PACKING IS IN
Llamas connected the vast Inca Empire of the rugged South American Andes. They connected the mines of the altiplano (12,000-16,000 feet of elevation) with the lower agricultural and population centers. Food and supplies up, and ore down; they always had a back haul. They didn’t just survive a tough environment, they thrived in it.
Built for the Trail
Soft, Padded Hoof
Quiet and Calm
Adapted To Wilderness
They have a soft, padded hoof which gives them superior traction and negligible impact on trails and vegetation over which they traverse. Their gait is evenly matched to that of the average hiker and their quiet demeanor and low-key disposition makes them safe and easy to handle.
These qualities offer wilderness users of all levels a pack animal that fits easily into their existing packing routine, preserves the aesthetics of their experience, and at the same time extends their range and comfort. Trail maintenance crews, fire fighters, photographers, fishermen, hunters, climbers and others requiring additional capacity find llamas to be an ideal solution.
Benefits of Llamas
Use of llamas as pack animals has a very low impact on the environment. For this reason, they are the pack animal of choice in sensitive ecosystems of alpine and desert environments.
Llamas are a huge asset in the backcountry in a wide range of applications. They are a superior assist animal for hunting, recreational packing, backcountry maintenance, private business, education, and military applications.
The llama's hoof is padded and has a large surface area compared to the animal's weight.
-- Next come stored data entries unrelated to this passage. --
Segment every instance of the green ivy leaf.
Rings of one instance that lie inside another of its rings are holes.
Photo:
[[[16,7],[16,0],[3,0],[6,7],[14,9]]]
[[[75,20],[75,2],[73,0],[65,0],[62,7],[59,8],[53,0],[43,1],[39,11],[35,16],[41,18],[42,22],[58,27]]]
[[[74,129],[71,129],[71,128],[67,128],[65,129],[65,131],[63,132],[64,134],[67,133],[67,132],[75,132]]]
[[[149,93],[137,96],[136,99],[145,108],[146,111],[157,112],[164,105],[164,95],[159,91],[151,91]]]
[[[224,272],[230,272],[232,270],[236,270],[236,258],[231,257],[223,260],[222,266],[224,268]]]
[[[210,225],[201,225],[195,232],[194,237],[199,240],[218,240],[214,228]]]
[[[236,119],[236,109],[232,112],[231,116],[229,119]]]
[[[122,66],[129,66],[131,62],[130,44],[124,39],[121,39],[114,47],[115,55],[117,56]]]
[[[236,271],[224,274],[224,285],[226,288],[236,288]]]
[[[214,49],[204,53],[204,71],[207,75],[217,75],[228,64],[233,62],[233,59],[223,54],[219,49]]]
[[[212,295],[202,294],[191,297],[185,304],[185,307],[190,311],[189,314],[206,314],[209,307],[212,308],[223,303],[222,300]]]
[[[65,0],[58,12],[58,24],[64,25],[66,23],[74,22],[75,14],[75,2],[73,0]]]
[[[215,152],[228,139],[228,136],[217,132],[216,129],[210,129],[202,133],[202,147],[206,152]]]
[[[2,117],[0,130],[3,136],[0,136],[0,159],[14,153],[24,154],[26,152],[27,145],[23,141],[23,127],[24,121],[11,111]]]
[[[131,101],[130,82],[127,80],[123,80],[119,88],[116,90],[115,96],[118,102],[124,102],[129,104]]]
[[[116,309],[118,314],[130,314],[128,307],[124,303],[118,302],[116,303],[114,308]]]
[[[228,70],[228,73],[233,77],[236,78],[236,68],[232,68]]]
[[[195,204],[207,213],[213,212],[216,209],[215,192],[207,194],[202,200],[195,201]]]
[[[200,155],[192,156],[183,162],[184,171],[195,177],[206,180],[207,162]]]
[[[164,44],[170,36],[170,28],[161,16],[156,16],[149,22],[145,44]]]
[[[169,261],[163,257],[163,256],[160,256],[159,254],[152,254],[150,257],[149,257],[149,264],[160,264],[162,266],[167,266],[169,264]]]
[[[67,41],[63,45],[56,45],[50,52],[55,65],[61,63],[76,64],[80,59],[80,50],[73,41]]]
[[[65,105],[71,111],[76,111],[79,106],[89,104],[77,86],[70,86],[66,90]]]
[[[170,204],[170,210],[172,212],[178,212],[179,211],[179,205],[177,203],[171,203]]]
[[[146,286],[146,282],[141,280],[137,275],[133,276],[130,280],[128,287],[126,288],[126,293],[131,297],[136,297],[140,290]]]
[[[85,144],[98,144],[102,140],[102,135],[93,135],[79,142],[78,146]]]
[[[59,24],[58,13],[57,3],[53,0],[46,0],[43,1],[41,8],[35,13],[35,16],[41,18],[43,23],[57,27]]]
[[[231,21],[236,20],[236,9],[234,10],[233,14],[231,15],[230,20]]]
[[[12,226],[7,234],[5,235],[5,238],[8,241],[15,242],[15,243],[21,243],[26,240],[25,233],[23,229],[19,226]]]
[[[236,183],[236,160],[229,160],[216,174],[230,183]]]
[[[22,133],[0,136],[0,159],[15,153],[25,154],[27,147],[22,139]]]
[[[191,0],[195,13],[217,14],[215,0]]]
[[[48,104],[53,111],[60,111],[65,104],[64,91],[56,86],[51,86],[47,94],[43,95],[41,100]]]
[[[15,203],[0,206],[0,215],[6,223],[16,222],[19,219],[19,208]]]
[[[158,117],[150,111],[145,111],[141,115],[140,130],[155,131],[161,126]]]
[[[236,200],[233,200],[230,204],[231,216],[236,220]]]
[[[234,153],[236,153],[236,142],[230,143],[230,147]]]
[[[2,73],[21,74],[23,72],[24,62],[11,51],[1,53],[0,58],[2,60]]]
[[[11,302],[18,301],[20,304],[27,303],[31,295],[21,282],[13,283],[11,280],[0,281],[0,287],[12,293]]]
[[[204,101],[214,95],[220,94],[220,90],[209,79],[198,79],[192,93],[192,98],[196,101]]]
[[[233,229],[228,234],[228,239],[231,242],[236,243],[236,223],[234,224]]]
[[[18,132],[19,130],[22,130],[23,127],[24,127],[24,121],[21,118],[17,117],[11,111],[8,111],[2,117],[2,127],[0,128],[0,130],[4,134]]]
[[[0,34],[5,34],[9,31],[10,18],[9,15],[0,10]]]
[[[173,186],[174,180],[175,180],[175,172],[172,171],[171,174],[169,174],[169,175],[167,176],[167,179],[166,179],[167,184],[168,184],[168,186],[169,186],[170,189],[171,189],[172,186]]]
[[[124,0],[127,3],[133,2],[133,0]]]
This limits the cutting and loosening of soil that occurs with other stock. Trail degradation and erosion are significantly less because of this hoof structure. Because of their size and quite demeanor, llamas are easily transported to and from the trail head in a variety of vehicles (pickups with racks, vans, and trailers.)
The reduced fuel consumption and equipment required minimizes transportation impacts.